Derry GAA County Chairman, John Keenan paid tribute to Colm's contribution to sport in the Oakleaf county,

“Colm was small in stature but a giant of Derry GAA. Colm McGurk's influence can be found on the blueprints of many areas of the GAA in Derry and Ulster.

“An All-Ireland winner with Derry in 1993 and an Ulster hurling winner in 2000, our former senior hurling manager, a competition sponsor and the chief architect on the Owenbeg complex opened in 2013, Colm had been working with Derry GAA in recent months on plans to further progress our facilities at Owenbeg for player development.”

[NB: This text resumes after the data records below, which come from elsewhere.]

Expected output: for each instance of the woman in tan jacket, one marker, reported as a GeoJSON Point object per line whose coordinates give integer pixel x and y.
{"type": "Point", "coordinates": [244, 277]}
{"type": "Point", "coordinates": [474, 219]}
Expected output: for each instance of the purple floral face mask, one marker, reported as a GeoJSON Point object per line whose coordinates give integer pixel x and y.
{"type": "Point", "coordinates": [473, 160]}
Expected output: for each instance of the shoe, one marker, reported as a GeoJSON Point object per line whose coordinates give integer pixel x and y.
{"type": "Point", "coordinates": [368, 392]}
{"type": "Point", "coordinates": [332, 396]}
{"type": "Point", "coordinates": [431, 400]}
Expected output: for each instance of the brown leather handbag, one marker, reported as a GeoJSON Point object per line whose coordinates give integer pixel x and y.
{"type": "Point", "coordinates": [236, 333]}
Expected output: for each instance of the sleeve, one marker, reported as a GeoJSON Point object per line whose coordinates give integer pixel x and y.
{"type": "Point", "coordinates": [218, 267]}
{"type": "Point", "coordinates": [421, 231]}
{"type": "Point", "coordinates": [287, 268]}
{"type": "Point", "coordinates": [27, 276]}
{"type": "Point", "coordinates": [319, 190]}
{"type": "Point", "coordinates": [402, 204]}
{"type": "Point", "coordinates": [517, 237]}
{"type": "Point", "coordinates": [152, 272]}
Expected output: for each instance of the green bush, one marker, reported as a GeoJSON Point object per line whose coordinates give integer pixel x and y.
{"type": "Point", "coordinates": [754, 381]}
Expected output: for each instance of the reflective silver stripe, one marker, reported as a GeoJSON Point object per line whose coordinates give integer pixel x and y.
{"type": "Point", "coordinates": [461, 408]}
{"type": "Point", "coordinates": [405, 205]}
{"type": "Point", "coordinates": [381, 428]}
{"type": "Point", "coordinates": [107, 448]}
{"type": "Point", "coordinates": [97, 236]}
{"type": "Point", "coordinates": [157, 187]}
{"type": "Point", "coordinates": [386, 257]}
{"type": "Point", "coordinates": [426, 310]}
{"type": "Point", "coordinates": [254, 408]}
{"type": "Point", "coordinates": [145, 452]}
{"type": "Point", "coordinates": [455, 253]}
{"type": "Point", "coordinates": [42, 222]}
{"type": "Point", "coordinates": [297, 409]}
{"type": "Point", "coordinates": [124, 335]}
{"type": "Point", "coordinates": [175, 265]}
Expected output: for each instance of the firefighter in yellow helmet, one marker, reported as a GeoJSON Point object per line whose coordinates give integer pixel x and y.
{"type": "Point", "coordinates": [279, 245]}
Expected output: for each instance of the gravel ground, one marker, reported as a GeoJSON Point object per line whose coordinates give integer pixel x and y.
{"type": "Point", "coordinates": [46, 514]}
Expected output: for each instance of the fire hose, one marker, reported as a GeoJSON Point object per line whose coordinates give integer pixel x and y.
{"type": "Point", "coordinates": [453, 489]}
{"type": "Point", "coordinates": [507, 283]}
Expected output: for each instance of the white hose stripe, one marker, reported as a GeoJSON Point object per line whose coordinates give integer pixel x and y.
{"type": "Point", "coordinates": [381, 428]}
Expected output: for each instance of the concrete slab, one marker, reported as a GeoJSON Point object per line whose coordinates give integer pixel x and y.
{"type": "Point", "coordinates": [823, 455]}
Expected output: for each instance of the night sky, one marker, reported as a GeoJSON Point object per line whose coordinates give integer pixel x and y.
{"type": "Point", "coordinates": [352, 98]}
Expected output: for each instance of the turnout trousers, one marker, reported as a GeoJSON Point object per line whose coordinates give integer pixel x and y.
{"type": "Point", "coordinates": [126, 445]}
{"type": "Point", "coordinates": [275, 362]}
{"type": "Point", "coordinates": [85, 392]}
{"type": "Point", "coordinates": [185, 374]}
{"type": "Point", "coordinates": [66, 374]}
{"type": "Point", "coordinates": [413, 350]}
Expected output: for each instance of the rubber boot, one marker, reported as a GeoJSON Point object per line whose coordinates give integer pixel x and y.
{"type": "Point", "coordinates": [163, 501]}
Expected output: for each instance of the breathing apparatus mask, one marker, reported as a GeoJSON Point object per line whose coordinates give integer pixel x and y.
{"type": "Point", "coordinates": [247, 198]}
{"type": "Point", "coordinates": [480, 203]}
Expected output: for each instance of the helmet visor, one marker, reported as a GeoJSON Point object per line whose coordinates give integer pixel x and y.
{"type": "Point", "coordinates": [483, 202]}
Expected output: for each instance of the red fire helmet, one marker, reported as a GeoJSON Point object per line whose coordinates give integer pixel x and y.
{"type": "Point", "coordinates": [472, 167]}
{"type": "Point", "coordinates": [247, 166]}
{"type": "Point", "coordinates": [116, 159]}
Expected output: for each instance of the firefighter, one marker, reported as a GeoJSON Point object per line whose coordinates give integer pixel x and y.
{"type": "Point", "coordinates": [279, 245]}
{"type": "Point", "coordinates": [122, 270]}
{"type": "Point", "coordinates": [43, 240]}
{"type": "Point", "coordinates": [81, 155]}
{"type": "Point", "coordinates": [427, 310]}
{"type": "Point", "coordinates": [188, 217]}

Collie McGurk in action for Derry against Antrim. Pic by Sportsfile.

Former 1993 All Ireland winning team mate Eamonn Burns paid a personal tribute to Colm on social media,

“As a former team mate and opponent, he was indeed all the things that have been said and wrote about him; brave, tenacious, ultra competitive. He thrived on adversity and rivalry and was hugely successful in hurling and football.

“Off the pitch he was an infectious character, no better man for the craic and many’s a good shindig he was at the centre of, always with a glint of mischief in his eye.

“Collie was known to us as ‘Schillaci’ after the Italian soccer star of the 1990’s; the blue cycling shorts, receding hairline and fiery nature.

“The last I seen of him was in January at the cancer charity kicks event. He strode up in his civvies and fired a shot over as if he did it before breakfast every day. A very smart, loyal and generous man he was too. Remembering the good times. Condolences to all his family. RIP Schillaci,” said Eamonn.

There aren't enough newspaper column inches to list the many tributes paid to Colm McGurk by every sporting organisation in Derry and beyond in the past week. The accolades were universal.

As I spoke to his devoted wife Sinead during Collie's wake on Friday she smiled wryly and said “Ach Mary K there'll be less craic now.”

There is no doubt there will be less craic without Collie, but his legacy and his achievements will be long recalled amongst those of us who were lucky enough to have known him.